Şimdi gelelim ücret meselesine. Ücretlerin bu denli düşüklüğünü, kapitalizm içinde dahi, salt sömürü ve örgütsüzlük gibi gerekçelerle açıklayamayız. Söz konusu ideolojik ve örgütsel sorunlar da kuşkusuz etkili olmakla beraber, meseleyi çok daha başka yerlerde görmemiz gerekmektedir. Tüm bu sorunların birleşerek düğümlendiği ana nokta ekonominin ve onun belkemiğini oluşturan imalat sanayi kesiminin verimsizliğidir. Dikta rejimi dayatmaları döneminde, rakamlarla oynayarak zaten kurmaca olan ulusal gelir değerlerini değiştirmek alt katmanlardaki gerçeği bir süre için gizler, fakat tümüyle perdeleyemez. İşte gördük; bir hafta evvel ileri gelir düzeyine geçmişiz diye haykıran siyasiler, bu kez asgari ücreti ilan ederken o derece yüksekten atamadılar. Bu tablo aynen Suriye politikası çelişkisi gibi tüm çıplaklığı ile karşımızda durmaktadır. Böyle bir tabloda çalışma bakanı ya da dışişleri bakanı olmak istemezdim!

Mesele verimsizliğimizdir ve hizmetler alanının aşırı şişkinliğidir. Üretim sektörü, artık hepimiz çok iyi biliyoruz ki, inşaat etrafında şekillenmiştir.
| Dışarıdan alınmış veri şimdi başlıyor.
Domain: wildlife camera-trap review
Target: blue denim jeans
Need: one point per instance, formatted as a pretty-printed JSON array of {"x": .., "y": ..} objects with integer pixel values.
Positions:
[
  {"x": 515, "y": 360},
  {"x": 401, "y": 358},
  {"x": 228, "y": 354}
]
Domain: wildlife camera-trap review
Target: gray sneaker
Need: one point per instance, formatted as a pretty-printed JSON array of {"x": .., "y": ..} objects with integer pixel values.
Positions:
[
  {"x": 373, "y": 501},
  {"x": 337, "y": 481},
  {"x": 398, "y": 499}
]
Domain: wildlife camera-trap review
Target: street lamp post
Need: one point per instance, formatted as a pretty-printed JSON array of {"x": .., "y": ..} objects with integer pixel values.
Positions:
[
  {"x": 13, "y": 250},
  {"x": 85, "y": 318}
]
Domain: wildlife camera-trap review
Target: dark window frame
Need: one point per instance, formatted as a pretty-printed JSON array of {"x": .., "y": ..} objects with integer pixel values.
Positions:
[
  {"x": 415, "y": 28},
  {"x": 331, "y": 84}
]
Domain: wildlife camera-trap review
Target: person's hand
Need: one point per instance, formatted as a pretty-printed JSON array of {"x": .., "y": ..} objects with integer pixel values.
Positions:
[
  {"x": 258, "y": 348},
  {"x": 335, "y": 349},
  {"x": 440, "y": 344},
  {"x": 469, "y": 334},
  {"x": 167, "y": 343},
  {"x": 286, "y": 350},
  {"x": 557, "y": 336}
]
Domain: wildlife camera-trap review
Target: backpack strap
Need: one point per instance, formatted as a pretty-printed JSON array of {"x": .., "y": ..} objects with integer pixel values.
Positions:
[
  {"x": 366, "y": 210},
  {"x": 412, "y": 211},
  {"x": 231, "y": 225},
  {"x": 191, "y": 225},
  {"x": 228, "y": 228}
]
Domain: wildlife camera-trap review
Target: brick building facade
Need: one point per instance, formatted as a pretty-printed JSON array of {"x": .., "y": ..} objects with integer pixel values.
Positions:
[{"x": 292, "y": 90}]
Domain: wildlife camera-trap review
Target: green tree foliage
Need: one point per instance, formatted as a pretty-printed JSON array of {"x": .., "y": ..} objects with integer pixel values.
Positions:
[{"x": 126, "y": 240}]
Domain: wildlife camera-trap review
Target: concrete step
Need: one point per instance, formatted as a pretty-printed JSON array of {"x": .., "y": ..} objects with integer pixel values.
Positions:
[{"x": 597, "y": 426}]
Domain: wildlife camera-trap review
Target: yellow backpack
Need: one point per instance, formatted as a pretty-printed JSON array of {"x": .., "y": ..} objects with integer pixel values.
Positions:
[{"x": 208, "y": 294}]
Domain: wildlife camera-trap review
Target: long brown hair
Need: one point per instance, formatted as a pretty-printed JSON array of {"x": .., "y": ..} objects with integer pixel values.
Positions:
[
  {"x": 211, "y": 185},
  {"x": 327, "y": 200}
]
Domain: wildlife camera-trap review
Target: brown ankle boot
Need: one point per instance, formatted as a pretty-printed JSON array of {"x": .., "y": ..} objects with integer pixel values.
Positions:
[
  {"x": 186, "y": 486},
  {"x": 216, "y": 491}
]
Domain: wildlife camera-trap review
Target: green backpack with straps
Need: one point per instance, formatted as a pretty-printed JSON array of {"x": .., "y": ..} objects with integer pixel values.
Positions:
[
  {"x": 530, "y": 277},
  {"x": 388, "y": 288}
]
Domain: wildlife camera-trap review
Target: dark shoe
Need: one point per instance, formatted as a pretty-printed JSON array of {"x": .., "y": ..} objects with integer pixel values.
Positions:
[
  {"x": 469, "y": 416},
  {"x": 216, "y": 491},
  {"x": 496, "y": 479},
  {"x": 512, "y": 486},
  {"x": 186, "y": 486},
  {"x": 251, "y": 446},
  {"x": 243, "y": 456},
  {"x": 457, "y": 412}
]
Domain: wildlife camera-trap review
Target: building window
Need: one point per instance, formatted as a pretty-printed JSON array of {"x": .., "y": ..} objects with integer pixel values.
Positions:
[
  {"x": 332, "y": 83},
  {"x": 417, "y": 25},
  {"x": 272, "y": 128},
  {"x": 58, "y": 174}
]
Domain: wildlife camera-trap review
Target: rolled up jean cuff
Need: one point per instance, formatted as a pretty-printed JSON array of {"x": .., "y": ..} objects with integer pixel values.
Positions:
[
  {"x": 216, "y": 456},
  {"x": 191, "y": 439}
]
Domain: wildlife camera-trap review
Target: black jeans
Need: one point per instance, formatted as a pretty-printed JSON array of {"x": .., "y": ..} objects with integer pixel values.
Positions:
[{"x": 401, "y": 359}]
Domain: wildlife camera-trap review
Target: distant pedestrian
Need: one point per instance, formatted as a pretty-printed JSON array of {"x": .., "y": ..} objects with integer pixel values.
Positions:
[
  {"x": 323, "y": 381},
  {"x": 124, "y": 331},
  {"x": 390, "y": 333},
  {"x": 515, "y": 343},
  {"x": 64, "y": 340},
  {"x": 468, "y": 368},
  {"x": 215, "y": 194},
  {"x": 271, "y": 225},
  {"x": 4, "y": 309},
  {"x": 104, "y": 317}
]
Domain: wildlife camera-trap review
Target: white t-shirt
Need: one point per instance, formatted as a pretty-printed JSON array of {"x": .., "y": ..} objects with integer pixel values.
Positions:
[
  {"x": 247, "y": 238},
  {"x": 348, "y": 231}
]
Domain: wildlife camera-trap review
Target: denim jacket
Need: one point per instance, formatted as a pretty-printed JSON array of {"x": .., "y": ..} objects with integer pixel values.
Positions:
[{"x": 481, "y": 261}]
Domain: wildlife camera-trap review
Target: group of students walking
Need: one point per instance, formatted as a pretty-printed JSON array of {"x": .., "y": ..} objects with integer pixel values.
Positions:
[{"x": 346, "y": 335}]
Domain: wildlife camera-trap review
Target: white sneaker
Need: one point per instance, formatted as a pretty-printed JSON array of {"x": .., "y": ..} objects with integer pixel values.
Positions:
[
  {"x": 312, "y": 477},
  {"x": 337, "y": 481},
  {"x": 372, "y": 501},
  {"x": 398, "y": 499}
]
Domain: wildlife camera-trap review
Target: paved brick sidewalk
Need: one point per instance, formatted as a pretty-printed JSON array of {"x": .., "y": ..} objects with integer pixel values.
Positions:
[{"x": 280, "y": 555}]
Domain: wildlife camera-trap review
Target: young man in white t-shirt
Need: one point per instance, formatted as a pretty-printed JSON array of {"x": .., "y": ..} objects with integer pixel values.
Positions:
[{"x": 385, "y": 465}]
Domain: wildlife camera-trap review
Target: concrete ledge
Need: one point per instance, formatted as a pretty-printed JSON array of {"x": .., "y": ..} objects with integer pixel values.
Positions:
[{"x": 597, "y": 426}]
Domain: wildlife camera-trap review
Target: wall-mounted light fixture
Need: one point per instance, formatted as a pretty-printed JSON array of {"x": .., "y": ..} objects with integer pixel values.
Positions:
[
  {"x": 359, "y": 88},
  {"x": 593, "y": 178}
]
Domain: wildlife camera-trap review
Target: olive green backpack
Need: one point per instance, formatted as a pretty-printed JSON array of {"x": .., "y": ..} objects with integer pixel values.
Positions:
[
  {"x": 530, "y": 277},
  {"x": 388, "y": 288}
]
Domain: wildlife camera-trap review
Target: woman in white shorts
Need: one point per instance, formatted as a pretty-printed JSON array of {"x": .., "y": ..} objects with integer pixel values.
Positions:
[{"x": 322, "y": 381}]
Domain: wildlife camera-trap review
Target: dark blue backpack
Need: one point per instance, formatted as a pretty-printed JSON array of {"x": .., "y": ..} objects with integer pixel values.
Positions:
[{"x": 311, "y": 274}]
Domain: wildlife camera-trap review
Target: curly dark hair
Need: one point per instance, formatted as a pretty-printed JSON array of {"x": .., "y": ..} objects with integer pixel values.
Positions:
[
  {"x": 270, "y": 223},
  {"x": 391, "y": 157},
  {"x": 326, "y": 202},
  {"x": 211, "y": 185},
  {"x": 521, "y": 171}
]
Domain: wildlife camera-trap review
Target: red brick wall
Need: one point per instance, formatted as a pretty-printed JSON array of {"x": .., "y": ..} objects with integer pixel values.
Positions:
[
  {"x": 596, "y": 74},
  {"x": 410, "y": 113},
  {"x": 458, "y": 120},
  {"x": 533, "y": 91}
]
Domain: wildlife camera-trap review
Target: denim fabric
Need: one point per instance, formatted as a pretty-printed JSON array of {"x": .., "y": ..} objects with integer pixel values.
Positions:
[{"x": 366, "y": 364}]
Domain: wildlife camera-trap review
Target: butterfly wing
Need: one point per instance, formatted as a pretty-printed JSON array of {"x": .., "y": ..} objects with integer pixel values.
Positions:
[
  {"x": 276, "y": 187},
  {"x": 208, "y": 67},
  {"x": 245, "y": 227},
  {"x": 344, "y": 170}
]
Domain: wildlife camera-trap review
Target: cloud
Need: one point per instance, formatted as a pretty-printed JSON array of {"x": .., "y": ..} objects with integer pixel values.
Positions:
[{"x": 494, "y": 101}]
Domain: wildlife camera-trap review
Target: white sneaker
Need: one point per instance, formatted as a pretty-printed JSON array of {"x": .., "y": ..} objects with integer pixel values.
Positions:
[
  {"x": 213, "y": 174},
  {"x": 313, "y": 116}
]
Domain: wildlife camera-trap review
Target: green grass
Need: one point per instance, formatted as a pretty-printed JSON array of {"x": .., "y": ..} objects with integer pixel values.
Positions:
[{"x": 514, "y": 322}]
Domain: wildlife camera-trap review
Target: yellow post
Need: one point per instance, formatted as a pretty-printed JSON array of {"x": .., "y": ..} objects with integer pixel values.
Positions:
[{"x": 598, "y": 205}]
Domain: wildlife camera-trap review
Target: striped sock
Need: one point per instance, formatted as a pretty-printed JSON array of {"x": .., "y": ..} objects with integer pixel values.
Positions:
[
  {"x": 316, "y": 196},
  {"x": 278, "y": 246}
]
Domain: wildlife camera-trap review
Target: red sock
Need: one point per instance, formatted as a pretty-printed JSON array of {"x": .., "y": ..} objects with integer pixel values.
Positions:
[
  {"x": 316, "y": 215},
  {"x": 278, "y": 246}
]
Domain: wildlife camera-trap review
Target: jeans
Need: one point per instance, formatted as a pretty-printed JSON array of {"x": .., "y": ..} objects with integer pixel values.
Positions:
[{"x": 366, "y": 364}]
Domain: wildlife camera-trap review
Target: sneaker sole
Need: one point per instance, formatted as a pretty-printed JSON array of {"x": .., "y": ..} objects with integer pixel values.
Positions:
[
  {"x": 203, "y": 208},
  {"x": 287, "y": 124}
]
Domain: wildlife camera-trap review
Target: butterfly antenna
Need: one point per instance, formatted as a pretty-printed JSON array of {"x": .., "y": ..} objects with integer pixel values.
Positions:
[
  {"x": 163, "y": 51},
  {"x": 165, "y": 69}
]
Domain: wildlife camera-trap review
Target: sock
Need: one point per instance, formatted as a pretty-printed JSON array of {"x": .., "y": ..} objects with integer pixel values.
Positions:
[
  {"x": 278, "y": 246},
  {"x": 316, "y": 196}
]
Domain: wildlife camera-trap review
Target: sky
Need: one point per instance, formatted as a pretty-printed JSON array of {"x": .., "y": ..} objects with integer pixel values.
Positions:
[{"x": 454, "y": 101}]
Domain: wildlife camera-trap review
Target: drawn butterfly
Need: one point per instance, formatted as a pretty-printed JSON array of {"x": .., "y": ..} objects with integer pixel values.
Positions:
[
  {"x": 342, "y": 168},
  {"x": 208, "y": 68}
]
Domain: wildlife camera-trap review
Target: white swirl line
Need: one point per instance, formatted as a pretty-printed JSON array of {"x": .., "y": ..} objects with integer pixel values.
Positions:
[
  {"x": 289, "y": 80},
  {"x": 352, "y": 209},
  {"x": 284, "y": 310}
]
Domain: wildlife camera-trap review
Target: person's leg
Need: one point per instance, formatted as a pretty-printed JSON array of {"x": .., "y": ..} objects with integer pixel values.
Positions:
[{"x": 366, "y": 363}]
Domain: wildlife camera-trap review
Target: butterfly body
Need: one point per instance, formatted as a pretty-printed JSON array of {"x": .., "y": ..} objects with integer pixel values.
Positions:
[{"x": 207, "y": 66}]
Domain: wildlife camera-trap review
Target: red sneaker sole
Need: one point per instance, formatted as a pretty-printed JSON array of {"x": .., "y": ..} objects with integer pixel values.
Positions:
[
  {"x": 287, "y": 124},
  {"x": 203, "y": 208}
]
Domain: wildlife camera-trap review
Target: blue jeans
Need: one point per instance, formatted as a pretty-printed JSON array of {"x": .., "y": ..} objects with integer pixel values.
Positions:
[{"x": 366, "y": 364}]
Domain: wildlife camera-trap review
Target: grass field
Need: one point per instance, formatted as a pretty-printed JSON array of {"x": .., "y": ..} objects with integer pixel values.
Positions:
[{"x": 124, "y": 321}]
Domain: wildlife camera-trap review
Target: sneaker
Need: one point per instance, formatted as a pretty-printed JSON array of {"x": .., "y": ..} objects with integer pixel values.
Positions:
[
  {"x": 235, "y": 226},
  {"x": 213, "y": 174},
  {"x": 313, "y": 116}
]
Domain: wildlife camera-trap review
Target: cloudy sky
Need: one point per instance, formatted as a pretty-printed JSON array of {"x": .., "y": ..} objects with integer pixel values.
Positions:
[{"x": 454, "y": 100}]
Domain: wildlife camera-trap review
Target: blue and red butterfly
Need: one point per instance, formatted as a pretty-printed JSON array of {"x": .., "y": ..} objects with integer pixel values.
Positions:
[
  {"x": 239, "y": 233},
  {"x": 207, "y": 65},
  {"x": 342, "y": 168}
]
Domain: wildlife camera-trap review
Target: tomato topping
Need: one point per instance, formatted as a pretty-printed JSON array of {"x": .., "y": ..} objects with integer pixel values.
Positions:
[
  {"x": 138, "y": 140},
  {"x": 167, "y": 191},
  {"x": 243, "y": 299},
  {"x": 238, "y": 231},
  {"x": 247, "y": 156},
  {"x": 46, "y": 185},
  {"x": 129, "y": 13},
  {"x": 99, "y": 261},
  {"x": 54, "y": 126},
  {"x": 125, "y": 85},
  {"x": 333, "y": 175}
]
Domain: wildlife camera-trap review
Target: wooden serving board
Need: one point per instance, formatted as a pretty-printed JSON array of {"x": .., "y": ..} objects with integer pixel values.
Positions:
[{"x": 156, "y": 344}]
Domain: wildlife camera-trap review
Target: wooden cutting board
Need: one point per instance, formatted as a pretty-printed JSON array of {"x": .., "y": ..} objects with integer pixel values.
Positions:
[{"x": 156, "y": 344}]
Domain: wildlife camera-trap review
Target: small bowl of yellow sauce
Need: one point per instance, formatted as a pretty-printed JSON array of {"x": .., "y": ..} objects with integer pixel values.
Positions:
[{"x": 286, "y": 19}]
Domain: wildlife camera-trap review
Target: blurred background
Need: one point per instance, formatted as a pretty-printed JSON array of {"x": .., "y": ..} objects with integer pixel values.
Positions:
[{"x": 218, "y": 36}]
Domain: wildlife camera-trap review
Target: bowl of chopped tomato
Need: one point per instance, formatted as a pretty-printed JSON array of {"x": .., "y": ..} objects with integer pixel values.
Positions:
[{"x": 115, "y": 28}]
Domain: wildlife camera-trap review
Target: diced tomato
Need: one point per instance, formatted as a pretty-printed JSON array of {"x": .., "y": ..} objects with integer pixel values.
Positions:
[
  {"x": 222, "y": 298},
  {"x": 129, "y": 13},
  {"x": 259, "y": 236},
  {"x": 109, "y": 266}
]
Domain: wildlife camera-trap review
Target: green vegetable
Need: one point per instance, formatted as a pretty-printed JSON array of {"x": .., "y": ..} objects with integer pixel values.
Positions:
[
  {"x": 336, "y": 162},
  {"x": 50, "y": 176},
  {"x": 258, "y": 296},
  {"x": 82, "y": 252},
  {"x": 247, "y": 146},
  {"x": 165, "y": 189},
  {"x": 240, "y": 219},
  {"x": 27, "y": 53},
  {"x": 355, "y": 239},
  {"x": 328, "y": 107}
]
Devamlılığı olmayan ve ihraç ürün niteliği taşımayan bu alan hem geçici olarak siyasete cila sağlayarak iktidarda kalma yolunu açık tutan hem de yandaşı kısa yoldan ve sorumsuzca abat eden bir alandır. Hizmet sektörü ise gerçek bir üretim olmadan parasal paslaşmanın yaşandığı ve bu paslaşmalarda üretim alanından ciddi kaynak çekilerek hizmet parazitlerine rant sağlandığı alandır. İhracatın büyük bölümünün ithalata dayandırıldığı, köprüler, tüneller vb. gibi tüm kamu yatırımlarının dış kaynakla yapılarak ülkenin geleceğinin ipotek altına alındığı bir dönemde asgari ücrete zam nasıl yapılacaktı ki! Ranta dayandırılan ekonomide döviz yükselirken, baskılı enflasyonu tutabilmek adına, binbir gerekçe ile asgari ücreti tutmak ekonomik istikrar gereği değil midir? Asgari ücret böylesi baskılı tutulurken siyasi istikrardan söz eden siyasetçi hangi kesime güveniyor olabilir ki? O zaman da siyasi istikrara böylesi mazoşistçe destek veren kesim bu durumu hak etmiş olmuyor mu?  

Siyasi istikrar yanlısı emekçi kardeşlerimiz de dahil, tüm halkımıza, mutlu yıllar dilerim!